Neuroprotective strategies in the treatment of stroke have been attracting a great deal of attentions. Our previous clinical and basic studies have demonstrated that protopanaxadiol ginsenoside-Rd (Rd), a monomer compound extracted from Panax ginseng or Panax notoginseng, has neuroprotective effects against ischemic stroke, probably due to its ability to block Ca2+ overload, an usual consequence of the overactivation of NMDA receptor (NMDAR). As an extending study, we explored here whether Rd exerted its neuroprotection as a novel NMDAR blocker. Our whole-cell patch-clamp results showed that Rd reduced NMDAR currents of cultured rat cortical neurons (EC50 = 7.7 µM) dose-dependently by acting on extrasynaptic NMDAR NR2b subunit. However, unexpectedly, cell transfection and radioligand binding assays revealed that Rd did not bind to the NMDAR channel directly.

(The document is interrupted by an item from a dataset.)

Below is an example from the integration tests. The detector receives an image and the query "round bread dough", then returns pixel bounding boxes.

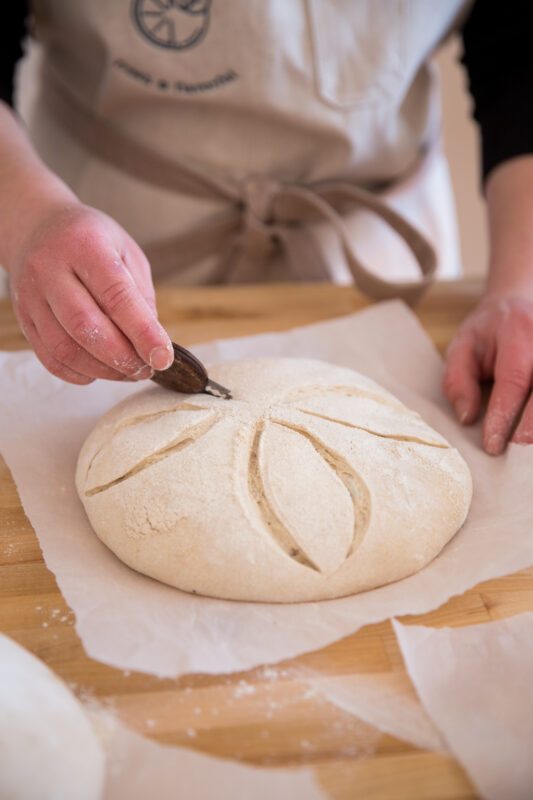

Alternatively, it inhibited the phosphorylation of NR2b at Ser-1303, a target of death associated protein kinase 1 (DAPK1). Moreover, cell-based and cell-free enzymatic assays showed that Rd did not inhibit the activity of DAPK1 directly, but blocked the activity of calcineurin, a key phosphatase for activating DAPK1. Importantly, other protopanaxadiol ginsenosides were also found to have potential inhibitory effects on calcineurin activity. Furthermore, as expected, calcineurin inhibition by cyclosporin A could mimic Rd's effects and protect against NMDA-, oxygen glucose deprivation- or transient ischemic stroke-induced neuronal injury. Therefore, our present study provided the first evidence that Rd could exert an inhibitive effect on NMDAR-triggered currents and sequential excitotoxicity through mitigation of DAPK1-mediated NR2b phosphorylation by attenuating calcineurin activity.